Question

Assume x is greater than 0. Simplify sin(2arccos(.5x)). The answer should have no trig functions in it, but it will have an x.

Answer 1

is that 0.5x?

Answer 2

yes! sorry for the confusion

Answer 3

what is is the equivalent form of sin(2u) ?

Answer 4

2cosxsinx ?

Answer 5

correct. If you apply the identity to the original expression, what do you get?

Answer 6

im not sure how to do that

Answer 7

you get 2 sin(arccos(x/2)) cos(arccos(x/2)), yes?

Answer 8

Ah ok! got that! Can I then cancel out the cos(arccos(0.5))?

Answer 9

no, you can not

Answer 10

you can not do so without stating the domian first

Answer 11

Oh I just saw the mistake in that. That was dumb. Should I use half angle identities then?

Answer 12

no you don't have too. What is the domain?

Answer 13

The domain of arccos and arcsin is -1 to 1

Answer 14

ok, if the domain of arccos(x) is [-1,1], what is the domain of arccos(x/2) ?

Answer 15

[-2, 2] ?

Answer 16

correct. Now, you're allowed to do cos(arccos(x/2)) = x/2.
Now you see why you need to state the domain first. If you didn't,
cos(arccos(x/2)) = x/2 is false if x is not in [-2,2]

Answer 17

say x = 10. cos(arccos(10/2)) is undefined, but 10/2 = 5. Undefined is not the same as 5 (which is defined)

Answer 18

now what about sin(arccos(x/2)) ?

Answer 19

well i can't cancel them out... Im not sure

Answer 20

maybe the half-angle identities?

Answer 21

no, half angle identity would probably make it worse.

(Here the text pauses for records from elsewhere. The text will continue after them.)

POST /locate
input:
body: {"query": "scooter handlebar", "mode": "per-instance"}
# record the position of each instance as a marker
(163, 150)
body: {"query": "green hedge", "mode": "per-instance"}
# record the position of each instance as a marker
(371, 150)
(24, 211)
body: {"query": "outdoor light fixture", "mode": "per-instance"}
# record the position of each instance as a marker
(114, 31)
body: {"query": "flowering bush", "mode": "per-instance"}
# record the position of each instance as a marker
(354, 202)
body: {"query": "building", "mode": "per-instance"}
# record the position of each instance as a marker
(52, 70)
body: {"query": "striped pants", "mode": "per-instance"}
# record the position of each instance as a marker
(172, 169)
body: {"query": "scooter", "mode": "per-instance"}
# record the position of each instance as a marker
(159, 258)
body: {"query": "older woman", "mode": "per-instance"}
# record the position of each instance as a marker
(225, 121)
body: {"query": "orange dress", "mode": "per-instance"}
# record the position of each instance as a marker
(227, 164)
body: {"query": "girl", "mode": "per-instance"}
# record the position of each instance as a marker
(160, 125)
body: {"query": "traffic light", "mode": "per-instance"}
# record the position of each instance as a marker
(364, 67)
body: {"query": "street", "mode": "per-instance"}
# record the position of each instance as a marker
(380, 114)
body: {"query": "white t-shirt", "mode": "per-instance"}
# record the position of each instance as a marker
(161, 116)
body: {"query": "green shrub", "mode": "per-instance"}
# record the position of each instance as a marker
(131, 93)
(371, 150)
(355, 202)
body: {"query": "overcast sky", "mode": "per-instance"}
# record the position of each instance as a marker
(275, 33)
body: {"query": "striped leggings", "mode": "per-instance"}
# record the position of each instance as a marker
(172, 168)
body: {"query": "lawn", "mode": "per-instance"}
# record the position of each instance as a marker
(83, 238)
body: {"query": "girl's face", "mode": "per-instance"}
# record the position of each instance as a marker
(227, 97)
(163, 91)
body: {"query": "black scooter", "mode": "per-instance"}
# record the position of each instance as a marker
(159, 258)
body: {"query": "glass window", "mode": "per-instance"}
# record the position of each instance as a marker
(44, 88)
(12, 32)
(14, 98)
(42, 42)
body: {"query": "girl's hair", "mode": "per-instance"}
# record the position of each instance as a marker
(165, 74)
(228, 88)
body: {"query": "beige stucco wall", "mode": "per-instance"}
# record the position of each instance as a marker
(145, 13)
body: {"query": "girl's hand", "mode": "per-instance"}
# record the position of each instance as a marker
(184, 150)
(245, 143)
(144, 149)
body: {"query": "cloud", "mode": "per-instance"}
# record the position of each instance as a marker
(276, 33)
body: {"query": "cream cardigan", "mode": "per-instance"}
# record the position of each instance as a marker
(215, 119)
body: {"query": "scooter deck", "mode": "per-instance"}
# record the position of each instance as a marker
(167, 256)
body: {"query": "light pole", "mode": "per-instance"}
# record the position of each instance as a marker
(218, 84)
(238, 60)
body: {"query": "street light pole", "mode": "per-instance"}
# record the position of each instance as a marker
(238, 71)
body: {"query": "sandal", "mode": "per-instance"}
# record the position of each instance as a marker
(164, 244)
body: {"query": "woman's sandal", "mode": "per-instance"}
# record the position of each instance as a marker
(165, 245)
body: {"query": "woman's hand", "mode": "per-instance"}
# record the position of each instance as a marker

Let's let u = arccos(x/2), then cos(u) = x/2, yes?

Answer 22

so am i solving for u?

Answer 23

sin(u) = sqrt(4-x^2)/2

but since u = arccos(x/2),
sin(u) = sin(arccos(x/2)) = sqrt(4-x^2)/2

Answer 24

so you have,
2 (sqrt(4-x^2)/2) (x/2) = (x/2) sqrt(4-x^2) <-- ans

Answer 25

thank you!!

Answer 26

no prob